Isabel wrote down the reference and returned to the stacks. Professor Ponder’s article had been published in the American Philosophical Quarterly, and she quickly located the relevant volume. Taking it back to her seat at the window, she went straight to the article. Again there were footnotes, though fewer than in Dove’s own piece—four in all, only one of which had a reference to another paper. She noted down the reference, this time to the Canadian Journal of Philosophy, and to an article by a professor from the University of Toronto. Armed with her note, she made her way back to the stacks, replacing the American Philosophical Quarterly in its place as she went past. A, B and then C: the Canadian Journal of Philosophy, special symposium on “Reasons for Action.” She opened the volume and began to read as she walked back to her table. She stopped. It met her eye, leapt from the page, the result of an absurdly long shot. But some long shots come home to roost, just as some metaphors are destined to be mixed. Dove, she thought, you shouldn’t have done this. But you have. And now it is with your own petard that you are hoist.
CHAPTER SEVEN
THERE WAS AN ISSUE that had now become pressing. She had put it off, as one postpones a difficult encounter, a confession or an apology, but she now had to confront it. How would she break the news to Cat that she and Jamie were planning to marry? In the usual run of events, that issue presents itself the other way round, and if anybody worries about announcing a potentially awkward engagement, then it is the niece who worries about the reaction of the aunt. But this was a rather unusual situation, as the aunt does not normally become engaged to the niece’s former boyfriend.

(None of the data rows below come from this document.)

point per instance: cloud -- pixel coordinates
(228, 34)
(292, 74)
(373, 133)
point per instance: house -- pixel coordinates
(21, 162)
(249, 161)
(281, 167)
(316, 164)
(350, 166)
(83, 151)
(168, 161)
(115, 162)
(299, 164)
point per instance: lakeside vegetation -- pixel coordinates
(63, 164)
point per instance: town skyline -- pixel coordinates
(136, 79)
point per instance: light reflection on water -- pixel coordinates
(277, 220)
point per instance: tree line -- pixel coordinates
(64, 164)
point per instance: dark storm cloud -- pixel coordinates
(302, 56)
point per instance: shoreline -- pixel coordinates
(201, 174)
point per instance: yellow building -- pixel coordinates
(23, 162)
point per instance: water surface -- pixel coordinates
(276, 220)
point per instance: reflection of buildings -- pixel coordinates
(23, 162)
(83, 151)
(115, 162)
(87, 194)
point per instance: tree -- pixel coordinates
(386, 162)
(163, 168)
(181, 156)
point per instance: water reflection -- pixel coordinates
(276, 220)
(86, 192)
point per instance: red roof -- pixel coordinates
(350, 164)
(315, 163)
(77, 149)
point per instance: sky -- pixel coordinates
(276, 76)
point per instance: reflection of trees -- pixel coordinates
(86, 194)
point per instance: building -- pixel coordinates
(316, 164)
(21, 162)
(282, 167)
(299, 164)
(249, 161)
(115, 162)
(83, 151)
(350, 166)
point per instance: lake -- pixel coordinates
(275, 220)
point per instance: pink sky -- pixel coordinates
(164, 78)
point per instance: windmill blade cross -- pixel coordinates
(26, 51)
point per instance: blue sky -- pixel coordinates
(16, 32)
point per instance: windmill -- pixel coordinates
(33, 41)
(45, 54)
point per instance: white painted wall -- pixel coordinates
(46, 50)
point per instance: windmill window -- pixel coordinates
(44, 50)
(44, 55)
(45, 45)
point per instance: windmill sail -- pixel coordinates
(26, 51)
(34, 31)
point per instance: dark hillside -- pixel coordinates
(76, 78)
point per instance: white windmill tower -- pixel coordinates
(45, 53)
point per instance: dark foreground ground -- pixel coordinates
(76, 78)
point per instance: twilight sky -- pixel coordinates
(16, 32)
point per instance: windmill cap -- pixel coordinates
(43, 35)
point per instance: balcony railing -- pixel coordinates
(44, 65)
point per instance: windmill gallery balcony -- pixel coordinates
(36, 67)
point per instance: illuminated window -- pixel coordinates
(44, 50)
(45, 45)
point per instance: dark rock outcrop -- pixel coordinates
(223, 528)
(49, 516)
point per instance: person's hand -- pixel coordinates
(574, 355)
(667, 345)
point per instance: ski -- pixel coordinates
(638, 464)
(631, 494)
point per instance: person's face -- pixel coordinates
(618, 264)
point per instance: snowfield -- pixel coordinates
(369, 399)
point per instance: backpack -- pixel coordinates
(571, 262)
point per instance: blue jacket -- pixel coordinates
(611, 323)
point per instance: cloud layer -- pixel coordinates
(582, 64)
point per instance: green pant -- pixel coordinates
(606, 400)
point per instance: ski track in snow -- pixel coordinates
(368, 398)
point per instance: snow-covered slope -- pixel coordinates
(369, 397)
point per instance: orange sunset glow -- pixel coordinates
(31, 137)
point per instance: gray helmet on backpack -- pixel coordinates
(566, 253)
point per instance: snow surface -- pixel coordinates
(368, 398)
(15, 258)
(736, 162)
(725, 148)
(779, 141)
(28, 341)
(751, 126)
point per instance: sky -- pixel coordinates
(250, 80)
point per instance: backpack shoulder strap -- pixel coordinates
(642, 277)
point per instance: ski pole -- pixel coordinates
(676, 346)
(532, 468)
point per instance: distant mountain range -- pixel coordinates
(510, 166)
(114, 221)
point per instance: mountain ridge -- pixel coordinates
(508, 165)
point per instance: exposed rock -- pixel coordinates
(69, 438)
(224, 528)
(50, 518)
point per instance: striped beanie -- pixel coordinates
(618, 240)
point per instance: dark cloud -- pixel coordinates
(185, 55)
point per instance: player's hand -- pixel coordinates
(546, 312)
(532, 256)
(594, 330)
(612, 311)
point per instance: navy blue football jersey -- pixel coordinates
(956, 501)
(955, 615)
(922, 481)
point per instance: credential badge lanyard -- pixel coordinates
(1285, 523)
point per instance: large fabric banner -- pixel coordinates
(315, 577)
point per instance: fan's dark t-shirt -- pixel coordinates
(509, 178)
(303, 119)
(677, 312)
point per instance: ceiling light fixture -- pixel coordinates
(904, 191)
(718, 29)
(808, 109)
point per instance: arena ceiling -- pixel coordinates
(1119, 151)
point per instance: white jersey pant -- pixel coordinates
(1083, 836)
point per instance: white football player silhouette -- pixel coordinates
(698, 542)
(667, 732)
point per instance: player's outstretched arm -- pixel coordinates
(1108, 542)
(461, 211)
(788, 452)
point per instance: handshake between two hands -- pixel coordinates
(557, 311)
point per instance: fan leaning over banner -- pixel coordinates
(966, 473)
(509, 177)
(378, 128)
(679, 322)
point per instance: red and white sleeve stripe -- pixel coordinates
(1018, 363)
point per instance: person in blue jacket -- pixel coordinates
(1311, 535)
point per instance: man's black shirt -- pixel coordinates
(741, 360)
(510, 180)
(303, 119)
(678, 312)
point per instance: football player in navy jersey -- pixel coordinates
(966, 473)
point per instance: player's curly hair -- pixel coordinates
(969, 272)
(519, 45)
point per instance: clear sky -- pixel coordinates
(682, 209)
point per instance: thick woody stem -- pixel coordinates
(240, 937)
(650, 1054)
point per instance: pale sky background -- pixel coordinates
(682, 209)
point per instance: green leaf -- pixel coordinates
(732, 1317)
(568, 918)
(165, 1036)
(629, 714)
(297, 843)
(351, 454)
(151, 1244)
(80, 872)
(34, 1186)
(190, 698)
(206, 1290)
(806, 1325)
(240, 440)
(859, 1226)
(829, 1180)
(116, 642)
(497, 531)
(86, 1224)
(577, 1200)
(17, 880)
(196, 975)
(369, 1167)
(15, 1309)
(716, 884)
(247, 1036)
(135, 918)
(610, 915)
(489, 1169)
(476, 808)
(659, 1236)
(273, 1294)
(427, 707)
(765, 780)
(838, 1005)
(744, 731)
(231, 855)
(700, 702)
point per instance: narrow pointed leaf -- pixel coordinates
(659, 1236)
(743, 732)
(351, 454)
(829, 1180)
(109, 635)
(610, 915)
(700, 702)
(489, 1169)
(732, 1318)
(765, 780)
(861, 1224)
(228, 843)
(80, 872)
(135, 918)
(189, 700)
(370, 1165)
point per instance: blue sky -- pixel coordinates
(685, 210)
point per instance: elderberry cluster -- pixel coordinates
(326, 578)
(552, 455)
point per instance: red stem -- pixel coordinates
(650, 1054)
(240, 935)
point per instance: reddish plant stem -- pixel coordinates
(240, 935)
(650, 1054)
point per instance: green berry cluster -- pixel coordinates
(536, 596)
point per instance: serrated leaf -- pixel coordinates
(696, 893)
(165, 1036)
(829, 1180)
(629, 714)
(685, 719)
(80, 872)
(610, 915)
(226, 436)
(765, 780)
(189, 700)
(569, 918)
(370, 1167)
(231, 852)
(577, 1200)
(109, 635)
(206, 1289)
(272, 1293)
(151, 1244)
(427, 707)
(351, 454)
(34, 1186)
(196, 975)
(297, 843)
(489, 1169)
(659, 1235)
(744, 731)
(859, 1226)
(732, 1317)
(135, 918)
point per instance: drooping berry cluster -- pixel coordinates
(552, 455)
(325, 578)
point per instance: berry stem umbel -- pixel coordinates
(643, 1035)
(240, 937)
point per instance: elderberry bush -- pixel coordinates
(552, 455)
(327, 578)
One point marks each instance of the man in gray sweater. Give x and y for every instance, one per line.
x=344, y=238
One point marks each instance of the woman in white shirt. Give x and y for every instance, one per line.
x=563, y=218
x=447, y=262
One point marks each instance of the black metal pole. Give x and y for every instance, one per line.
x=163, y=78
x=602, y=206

But before Cat was informed, Grace would have to be told. There was no real reason why this should be difficult, but Isabel still found herself feeling anxious about how her housekeeper would react. She had time to think about it, though, as the day following the proposal was Grace’s day off and it was not until a day later that she was able to broach the subject.
“I have something to tell you,” she said to Grace as she came into the kitchen on Tuesday morning.
Grace hung up the lightweight raincoat that she wore throughout the summer, irrespective of the weather; she appeared not to have heard Isabel. “That bus,” she said.
“What bus?”
“My bus. The one I waited twenty minutes for this morning. Twenty minutes!”
Isabel made a sympathetic sound. Grace had strong views on public transport and what she considered its egregious failings.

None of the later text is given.